9. How is sponsorship performance measured?
Effective sponsorships are linked to marketing and brand objectives and must deliver consistent ROI. Common evaluation methods are:
- Market research: surveys to track brand metrics and awareness
- Web analytics or digital research: increases in site visits, average stays, click-through rates, etc.
- Public Relations evaluation: market research to record the reach, target audience and sentiment
- Social media analytics: the effect on buzz, interactions and positive sentiment
- Broadcast exposure analysis: on-screen exposure via logos, signage and mentions
- Business metrics, including sales, leads, or new accounts.
- Customer feedback qualitative feedback
- Employee feedback qualitative feedback
- IEG Source: US-based sponsorship research firm, IEG) www.ieg.com
- Octagon "Sponsorship as a communication tool presentation"

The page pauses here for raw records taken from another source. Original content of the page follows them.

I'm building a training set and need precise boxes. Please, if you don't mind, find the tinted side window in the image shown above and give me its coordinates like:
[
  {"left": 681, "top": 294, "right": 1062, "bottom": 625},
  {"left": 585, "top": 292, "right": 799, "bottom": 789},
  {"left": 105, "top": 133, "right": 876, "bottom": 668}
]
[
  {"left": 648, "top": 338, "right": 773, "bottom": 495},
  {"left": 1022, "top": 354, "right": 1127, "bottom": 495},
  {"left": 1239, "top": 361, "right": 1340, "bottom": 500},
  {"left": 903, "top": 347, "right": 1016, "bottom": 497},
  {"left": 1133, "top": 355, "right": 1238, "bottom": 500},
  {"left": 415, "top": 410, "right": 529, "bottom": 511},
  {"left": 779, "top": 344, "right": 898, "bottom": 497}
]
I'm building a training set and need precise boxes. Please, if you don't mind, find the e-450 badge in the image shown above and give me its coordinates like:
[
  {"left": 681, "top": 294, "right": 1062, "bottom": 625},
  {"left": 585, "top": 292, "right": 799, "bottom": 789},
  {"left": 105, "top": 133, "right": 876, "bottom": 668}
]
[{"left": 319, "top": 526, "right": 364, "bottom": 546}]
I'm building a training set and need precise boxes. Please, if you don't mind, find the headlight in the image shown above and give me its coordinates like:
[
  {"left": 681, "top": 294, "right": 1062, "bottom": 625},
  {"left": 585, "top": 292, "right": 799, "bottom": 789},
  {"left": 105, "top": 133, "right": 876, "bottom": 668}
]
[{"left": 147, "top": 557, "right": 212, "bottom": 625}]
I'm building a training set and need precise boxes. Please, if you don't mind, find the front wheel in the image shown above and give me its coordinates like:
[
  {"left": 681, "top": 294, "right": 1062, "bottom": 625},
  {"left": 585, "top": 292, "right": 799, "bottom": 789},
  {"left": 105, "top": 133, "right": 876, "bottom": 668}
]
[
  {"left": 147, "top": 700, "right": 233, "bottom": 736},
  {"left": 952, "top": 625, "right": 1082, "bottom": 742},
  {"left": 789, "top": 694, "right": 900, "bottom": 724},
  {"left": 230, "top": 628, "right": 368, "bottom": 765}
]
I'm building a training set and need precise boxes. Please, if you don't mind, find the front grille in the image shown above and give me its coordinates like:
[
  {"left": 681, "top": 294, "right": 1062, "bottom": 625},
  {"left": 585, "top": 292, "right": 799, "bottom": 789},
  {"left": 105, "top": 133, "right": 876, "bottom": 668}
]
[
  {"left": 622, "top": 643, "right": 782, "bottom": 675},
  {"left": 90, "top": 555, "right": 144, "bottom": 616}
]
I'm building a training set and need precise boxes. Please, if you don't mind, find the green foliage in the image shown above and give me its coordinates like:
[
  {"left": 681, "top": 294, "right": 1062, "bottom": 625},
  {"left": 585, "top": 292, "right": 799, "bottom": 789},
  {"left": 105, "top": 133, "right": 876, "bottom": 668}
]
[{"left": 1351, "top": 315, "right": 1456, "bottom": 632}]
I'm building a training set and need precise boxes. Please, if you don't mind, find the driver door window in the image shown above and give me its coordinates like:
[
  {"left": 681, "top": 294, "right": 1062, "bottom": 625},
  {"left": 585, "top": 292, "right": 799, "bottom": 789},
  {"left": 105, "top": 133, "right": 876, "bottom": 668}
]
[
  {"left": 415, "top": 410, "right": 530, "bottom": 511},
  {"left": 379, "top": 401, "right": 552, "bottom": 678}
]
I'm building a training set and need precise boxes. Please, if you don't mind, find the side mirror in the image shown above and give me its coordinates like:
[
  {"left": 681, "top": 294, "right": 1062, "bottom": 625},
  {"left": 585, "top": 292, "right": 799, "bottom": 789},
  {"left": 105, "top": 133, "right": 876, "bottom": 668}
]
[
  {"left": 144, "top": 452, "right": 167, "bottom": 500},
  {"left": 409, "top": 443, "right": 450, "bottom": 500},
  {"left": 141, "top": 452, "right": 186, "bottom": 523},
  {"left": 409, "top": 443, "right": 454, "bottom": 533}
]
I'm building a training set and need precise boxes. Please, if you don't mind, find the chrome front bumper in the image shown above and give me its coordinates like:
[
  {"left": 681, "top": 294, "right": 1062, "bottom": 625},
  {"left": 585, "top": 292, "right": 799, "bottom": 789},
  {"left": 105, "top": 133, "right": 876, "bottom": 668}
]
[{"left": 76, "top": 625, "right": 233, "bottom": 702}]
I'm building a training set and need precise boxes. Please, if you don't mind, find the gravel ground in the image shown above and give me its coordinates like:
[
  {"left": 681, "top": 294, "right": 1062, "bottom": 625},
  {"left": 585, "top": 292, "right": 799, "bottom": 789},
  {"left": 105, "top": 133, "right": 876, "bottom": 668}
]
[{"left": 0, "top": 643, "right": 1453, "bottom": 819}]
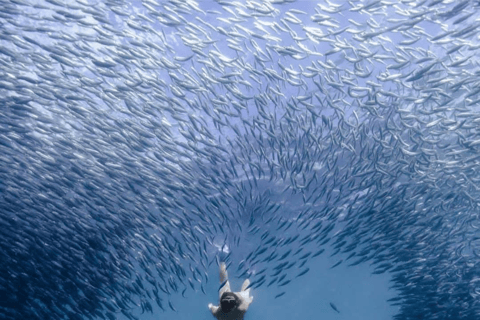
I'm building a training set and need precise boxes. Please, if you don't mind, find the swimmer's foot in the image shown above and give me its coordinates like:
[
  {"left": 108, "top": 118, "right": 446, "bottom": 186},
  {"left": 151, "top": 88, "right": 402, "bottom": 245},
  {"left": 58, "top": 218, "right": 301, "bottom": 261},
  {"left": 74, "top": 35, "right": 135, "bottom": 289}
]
[{"left": 241, "top": 279, "right": 250, "bottom": 291}]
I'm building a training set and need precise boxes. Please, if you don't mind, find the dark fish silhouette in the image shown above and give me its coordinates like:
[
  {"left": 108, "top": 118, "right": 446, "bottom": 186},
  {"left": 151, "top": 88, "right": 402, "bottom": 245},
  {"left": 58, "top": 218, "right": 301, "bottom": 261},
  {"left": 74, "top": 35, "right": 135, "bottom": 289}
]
[{"left": 330, "top": 302, "right": 340, "bottom": 313}]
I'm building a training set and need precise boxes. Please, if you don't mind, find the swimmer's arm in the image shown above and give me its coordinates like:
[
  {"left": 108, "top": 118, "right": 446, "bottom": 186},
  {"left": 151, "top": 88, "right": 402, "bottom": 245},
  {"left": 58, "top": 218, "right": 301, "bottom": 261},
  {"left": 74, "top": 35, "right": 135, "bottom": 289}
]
[{"left": 238, "top": 293, "right": 253, "bottom": 312}]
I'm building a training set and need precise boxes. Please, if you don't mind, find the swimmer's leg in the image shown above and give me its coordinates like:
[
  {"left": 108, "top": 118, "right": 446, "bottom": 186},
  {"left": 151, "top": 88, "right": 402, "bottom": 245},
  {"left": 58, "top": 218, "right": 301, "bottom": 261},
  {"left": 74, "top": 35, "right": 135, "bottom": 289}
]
[
  {"left": 241, "top": 279, "right": 253, "bottom": 304},
  {"left": 240, "top": 279, "right": 250, "bottom": 291},
  {"left": 218, "top": 262, "right": 232, "bottom": 298}
]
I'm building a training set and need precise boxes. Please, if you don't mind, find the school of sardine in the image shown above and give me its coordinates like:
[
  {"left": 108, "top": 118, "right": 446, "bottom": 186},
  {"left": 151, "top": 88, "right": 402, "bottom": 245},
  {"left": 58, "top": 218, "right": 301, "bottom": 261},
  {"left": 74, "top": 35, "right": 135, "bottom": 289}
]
[{"left": 0, "top": 0, "right": 480, "bottom": 320}]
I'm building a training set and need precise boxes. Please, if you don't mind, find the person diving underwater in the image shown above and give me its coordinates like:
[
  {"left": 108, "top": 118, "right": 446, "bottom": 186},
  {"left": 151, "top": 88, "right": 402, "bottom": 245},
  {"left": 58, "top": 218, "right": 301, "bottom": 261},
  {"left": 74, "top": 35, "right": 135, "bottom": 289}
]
[{"left": 208, "top": 262, "right": 253, "bottom": 320}]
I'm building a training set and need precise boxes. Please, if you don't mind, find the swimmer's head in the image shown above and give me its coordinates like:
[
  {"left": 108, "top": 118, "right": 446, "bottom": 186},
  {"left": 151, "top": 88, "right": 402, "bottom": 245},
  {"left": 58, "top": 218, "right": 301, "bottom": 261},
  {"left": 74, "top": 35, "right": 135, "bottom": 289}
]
[{"left": 220, "top": 292, "right": 237, "bottom": 313}]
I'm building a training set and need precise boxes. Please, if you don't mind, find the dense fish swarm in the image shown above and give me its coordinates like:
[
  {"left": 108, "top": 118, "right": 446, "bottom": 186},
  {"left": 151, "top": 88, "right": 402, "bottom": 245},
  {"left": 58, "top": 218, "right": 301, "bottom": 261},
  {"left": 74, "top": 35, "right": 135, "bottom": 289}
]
[{"left": 0, "top": 0, "right": 480, "bottom": 320}]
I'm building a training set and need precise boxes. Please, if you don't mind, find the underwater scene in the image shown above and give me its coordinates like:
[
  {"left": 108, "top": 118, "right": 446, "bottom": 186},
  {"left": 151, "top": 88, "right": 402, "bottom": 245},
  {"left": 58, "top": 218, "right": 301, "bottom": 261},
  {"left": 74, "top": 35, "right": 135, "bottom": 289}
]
[{"left": 0, "top": 0, "right": 480, "bottom": 320}]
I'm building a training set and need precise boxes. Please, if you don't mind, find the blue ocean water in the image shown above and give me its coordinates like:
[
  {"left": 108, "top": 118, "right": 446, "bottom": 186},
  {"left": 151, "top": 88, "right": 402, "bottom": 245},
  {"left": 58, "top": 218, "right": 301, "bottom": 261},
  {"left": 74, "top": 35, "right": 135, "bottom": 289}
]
[{"left": 0, "top": 0, "right": 480, "bottom": 320}]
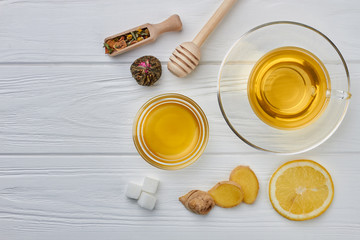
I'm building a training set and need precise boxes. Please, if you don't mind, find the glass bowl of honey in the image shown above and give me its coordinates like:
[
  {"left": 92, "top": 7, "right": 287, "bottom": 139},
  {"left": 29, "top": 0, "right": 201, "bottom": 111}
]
[
  {"left": 218, "top": 21, "right": 351, "bottom": 154},
  {"left": 133, "top": 93, "right": 209, "bottom": 170}
]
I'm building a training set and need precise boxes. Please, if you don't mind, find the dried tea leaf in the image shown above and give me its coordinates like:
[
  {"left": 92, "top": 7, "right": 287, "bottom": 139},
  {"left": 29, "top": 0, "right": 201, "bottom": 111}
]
[{"left": 130, "top": 56, "right": 162, "bottom": 86}]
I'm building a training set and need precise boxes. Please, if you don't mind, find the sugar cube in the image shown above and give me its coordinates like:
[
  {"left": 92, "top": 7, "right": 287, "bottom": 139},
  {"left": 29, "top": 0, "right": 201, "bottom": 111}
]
[
  {"left": 125, "top": 182, "right": 141, "bottom": 199},
  {"left": 142, "top": 177, "right": 159, "bottom": 194},
  {"left": 138, "top": 192, "right": 156, "bottom": 210}
]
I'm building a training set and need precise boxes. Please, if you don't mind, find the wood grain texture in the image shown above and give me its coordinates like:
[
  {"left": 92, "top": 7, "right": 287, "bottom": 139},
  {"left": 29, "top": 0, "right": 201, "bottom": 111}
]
[
  {"left": 0, "top": 0, "right": 360, "bottom": 240},
  {"left": 0, "top": 0, "right": 360, "bottom": 63},
  {"left": 0, "top": 153, "right": 360, "bottom": 239},
  {"left": 0, "top": 64, "right": 360, "bottom": 154}
]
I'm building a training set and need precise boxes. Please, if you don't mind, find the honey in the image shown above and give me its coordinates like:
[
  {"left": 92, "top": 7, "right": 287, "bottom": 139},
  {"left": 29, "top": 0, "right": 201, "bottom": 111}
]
[
  {"left": 143, "top": 103, "right": 200, "bottom": 160},
  {"left": 133, "top": 93, "right": 209, "bottom": 170},
  {"left": 248, "top": 47, "right": 330, "bottom": 130}
]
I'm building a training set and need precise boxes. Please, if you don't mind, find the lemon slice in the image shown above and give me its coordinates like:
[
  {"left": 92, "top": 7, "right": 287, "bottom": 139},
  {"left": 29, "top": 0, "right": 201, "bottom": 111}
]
[{"left": 269, "top": 160, "right": 334, "bottom": 221}]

- Australian Bureau of Statistics)
- McCrindle Research The ABC of XYZ
- Source OzTam Australia
Disclaimer: Best endeavours have been taken to ensure the accuracy of information using reputable sources and industry experience when researching this article, however the author cannot guarantee the accuracy of information as a result of industry changes or inaccuracy of information supplied by third party sources.